類い希なる投手の才能をもつ原田巧は、中学生になる前の春休みに、父親の転勤で広島と岡山の県境にある小さな地方都市に引っ越してきた。
新田とよばれるその地は、両親の生まれ育った街でもあった。
巧は、そこで地元チームでキャッチャーをつとめる永倉豪と運命的な出会いをすることになる。
同い年でありながら、正反対の性格をもつ二人は、やがてお互いの才能を認めあいながら、バッテリーを組むことになる。
巧と豪—二人を中心に、巧の弟で病弱な青波、それぞれの親たち、巧の祖父でありかつて地元高校を甲子園へと導いた名監督でもあった洋三、チームの仲間たち—と、さまざなま顔ぶれが登場するが、主役も脇役もいきいきと描かれており、今後の展開が非常に楽しみである。

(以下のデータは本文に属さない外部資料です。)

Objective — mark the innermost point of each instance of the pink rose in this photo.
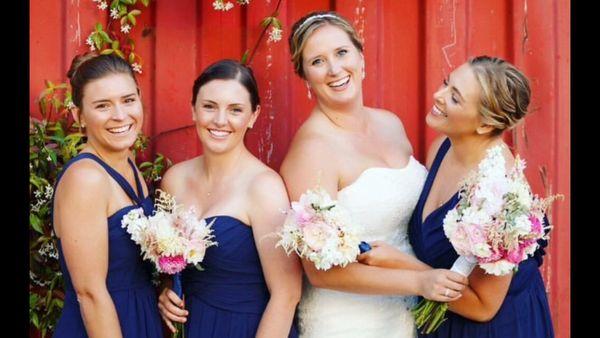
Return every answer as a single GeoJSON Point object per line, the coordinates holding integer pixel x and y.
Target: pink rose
{"type": "Point", "coordinates": [303, 216]}
{"type": "Point", "coordinates": [171, 265]}
{"type": "Point", "coordinates": [515, 256]}
{"type": "Point", "coordinates": [494, 257]}
{"type": "Point", "coordinates": [536, 225]}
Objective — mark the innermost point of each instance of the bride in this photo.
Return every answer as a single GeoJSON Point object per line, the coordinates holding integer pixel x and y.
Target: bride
{"type": "Point", "coordinates": [362, 157]}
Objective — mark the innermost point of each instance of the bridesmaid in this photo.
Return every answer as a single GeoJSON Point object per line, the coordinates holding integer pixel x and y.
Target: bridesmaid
{"type": "Point", "coordinates": [108, 292]}
{"type": "Point", "coordinates": [475, 105]}
{"type": "Point", "coordinates": [248, 288]}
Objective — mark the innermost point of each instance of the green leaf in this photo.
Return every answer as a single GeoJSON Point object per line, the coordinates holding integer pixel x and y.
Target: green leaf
{"type": "Point", "coordinates": [105, 37]}
{"type": "Point", "coordinates": [35, 320]}
{"type": "Point", "coordinates": [36, 223]}
{"type": "Point", "coordinates": [33, 298]}
{"type": "Point", "coordinates": [131, 18]}
{"type": "Point", "coordinates": [53, 157]}
{"type": "Point", "coordinates": [245, 57]}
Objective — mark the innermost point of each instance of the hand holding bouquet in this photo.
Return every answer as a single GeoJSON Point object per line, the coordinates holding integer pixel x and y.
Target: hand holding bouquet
{"type": "Point", "coordinates": [496, 224]}
{"type": "Point", "coordinates": [171, 238]}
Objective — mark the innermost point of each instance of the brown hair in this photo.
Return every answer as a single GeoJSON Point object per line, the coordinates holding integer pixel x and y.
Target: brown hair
{"type": "Point", "coordinates": [505, 92]}
{"type": "Point", "coordinates": [91, 66]}
{"type": "Point", "coordinates": [304, 27]}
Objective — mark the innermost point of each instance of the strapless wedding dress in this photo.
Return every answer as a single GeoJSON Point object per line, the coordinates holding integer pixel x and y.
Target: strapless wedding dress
{"type": "Point", "coordinates": [381, 200]}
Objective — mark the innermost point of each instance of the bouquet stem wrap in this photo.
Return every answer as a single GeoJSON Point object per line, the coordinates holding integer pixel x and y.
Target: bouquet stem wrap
{"type": "Point", "coordinates": [464, 265]}
{"type": "Point", "coordinates": [178, 289]}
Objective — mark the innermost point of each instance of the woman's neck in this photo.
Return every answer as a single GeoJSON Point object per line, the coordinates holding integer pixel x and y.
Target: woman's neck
{"type": "Point", "coordinates": [219, 166]}
{"type": "Point", "coordinates": [349, 117]}
{"type": "Point", "coordinates": [469, 151]}
{"type": "Point", "coordinates": [117, 160]}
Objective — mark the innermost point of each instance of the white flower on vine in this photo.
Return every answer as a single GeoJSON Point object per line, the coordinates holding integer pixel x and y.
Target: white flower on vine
{"type": "Point", "coordinates": [114, 13]}
{"type": "Point", "coordinates": [219, 5]}
{"type": "Point", "coordinates": [275, 34]}
{"type": "Point", "coordinates": [125, 28]}
{"type": "Point", "coordinates": [48, 192]}
{"type": "Point", "coordinates": [90, 43]}
{"type": "Point", "coordinates": [136, 67]}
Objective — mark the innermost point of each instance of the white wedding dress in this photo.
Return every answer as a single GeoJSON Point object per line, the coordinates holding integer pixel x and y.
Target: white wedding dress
{"type": "Point", "coordinates": [381, 200]}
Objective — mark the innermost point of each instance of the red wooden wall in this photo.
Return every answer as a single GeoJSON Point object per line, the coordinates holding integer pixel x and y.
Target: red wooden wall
{"type": "Point", "coordinates": [409, 47]}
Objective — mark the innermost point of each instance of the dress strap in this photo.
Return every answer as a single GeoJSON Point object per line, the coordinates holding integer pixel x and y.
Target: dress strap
{"type": "Point", "coordinates": [138, 183]}
{"type": "Point", "coordinates": [439, 157]}
{"type": "Point", "coordinates": [112, 172]}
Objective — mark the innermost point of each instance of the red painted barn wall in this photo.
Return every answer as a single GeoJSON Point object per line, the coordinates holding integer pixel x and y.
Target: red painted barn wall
{"type": "Point", "coordinates": [410, 46]}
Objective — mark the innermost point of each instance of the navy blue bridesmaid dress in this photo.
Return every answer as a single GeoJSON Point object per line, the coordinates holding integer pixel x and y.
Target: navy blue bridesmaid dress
{"type": "Point", "coordinates": [228, 297]}
{"type": "Point", "coordinates": [523, 314]}
{"type": "Point", "coordinates": [129, 277]}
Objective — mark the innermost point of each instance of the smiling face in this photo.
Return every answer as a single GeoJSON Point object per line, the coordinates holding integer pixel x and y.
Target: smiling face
{"type": "Point", "coordinates": [333, 66]}
{"type": "Point", "coordinates": [455, 110]}
{"type": "Point", "coordinates": [111, 112]}
{"type": "Point", "coordinates": [223, 113]}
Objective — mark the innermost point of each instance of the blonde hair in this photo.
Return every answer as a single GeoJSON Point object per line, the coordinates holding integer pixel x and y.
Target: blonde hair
{"type": "Point", "coordinates": [304, 28]}
{"type": "Point", "coordinates": [505, 92]}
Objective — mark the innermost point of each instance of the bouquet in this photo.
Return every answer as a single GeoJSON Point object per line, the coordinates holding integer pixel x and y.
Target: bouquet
{"type": "Point", "coordinates": [318, 229]}
{"type": "Point", "coordinates": [171, 238]}
{"type": "Point", "coordinates": [496, 224]}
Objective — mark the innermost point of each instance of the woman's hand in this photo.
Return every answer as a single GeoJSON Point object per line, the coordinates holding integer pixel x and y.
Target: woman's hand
{"type": "Point", "coordinates": [384, 255]}
{"type": "Point", "coordinates": [171, 308]}
{"type": "Point", "coordinates": [442, 285]}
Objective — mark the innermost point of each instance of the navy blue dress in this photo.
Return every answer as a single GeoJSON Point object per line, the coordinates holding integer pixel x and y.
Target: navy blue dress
{"type": "Point", "coordinates": [227, 298]}
{"type": "Point", "coordinates": [128, 277]}
{"type": "Point", "coordinates": [523, 314]}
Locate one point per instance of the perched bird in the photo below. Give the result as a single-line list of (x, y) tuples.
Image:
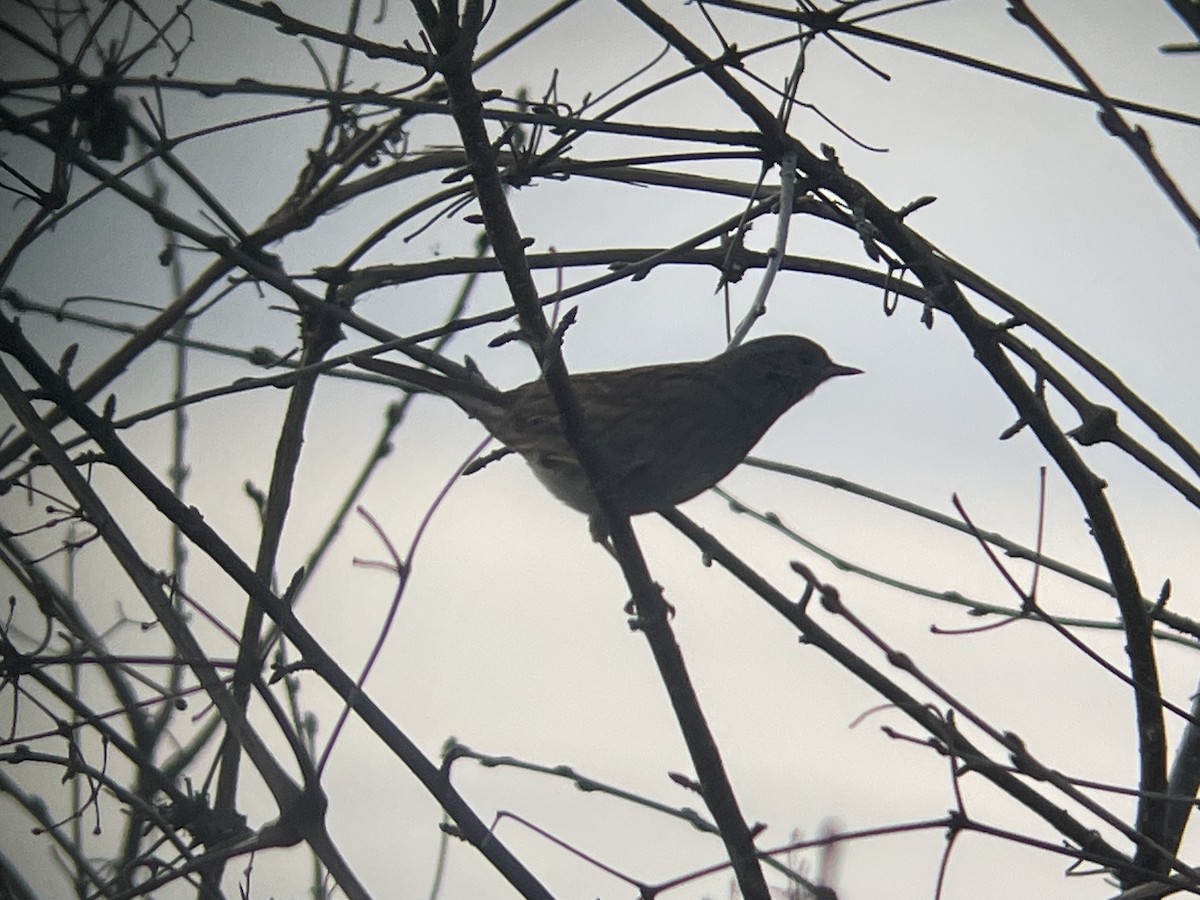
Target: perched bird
[(667, 432)]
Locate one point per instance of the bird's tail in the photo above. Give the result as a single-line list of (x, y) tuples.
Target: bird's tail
[(475, 399)]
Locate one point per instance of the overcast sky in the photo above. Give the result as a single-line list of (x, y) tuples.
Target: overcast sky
[(511, 635)]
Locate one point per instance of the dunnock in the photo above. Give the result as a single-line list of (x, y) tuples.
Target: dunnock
[(667, 432)]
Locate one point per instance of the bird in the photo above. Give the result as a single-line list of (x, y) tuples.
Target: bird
[(667, 432)]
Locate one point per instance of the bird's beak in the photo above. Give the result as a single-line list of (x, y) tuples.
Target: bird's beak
[(834, 370)]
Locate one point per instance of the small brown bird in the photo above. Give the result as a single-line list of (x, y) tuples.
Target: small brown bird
[(667, 432)]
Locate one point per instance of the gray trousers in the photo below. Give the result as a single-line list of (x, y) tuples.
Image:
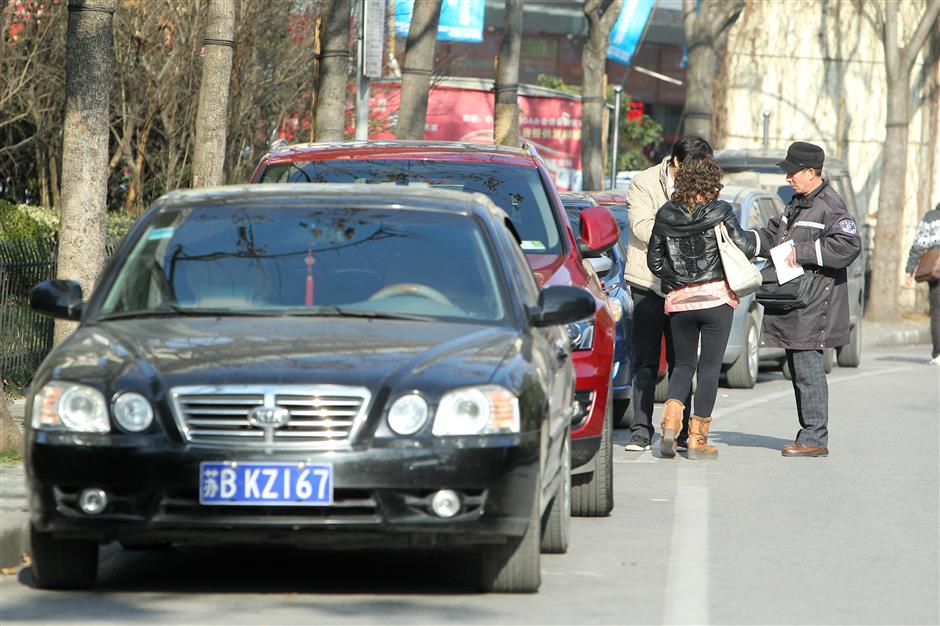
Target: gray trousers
[(812, 396)]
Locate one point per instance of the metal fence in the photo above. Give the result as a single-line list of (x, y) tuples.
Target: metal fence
[(26, 336)]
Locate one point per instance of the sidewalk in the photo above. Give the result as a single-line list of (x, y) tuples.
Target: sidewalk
[(14, 511)]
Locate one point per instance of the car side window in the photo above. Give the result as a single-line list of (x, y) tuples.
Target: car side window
[(767, 208)]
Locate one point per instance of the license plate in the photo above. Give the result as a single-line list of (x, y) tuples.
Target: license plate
[(275, 484)]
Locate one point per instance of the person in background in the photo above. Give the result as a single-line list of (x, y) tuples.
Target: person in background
[(649, 190), (927, 237), (683, 253), (825, 242)]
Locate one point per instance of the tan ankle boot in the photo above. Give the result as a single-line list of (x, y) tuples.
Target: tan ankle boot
[(672, 425), (698, 439)]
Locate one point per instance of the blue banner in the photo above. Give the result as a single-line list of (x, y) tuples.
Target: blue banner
[(461, 20), (629, 27)]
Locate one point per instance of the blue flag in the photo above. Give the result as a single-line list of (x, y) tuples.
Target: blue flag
[(628, 29), (461, 20)]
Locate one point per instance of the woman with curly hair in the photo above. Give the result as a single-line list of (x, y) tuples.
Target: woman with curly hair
[(683, 253)]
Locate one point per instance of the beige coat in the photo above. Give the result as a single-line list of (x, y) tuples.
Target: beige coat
[(647, 193)]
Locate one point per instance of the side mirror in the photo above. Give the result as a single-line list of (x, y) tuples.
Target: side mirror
[(601, 264), (598, 230), (562, 304), (61, 299)]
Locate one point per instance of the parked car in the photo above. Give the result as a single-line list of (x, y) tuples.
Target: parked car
[(758, 168), (302, 365), (753, 207), (517, 181), (616, 202), (609, 267)]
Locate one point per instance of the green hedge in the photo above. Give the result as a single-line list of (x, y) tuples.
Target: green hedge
[(24, 221)]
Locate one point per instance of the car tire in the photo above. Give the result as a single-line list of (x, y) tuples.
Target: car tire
[(623, 412), (850, 355), (743, 372), (592, 494), (514, 567), (556, 525), (661, 392), (63, 563)]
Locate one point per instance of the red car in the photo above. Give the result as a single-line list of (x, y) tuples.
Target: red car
[(517, 181)]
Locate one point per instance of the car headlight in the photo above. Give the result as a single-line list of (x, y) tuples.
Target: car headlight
[(408, 414), (485, 410), (72, 407), (581, 334), (132, 412)]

特に主人公である巧の、ピッチングのみならず、中学生とも思えぬその言動もワクワク&ゾクゾクさせてくれる。(天才って
、こういうものなのかもしれない)
「児童文学」というカテゴリー、しかも少年野球という題材で展開するシリーズなのだが、子供だけでなく大人も、まして野球好きもそうでない人にも、幅広い層におすすめしたい。
著者のあさのあつこさんと、イラスト面でバッテリーを組む佐藤真紀子さんの息もぴったりである。
(1996.12.10初版発行)
教育画劇、1600円+税、「バッテリー」シリーズ第2弾。絵・佐藤真紀子。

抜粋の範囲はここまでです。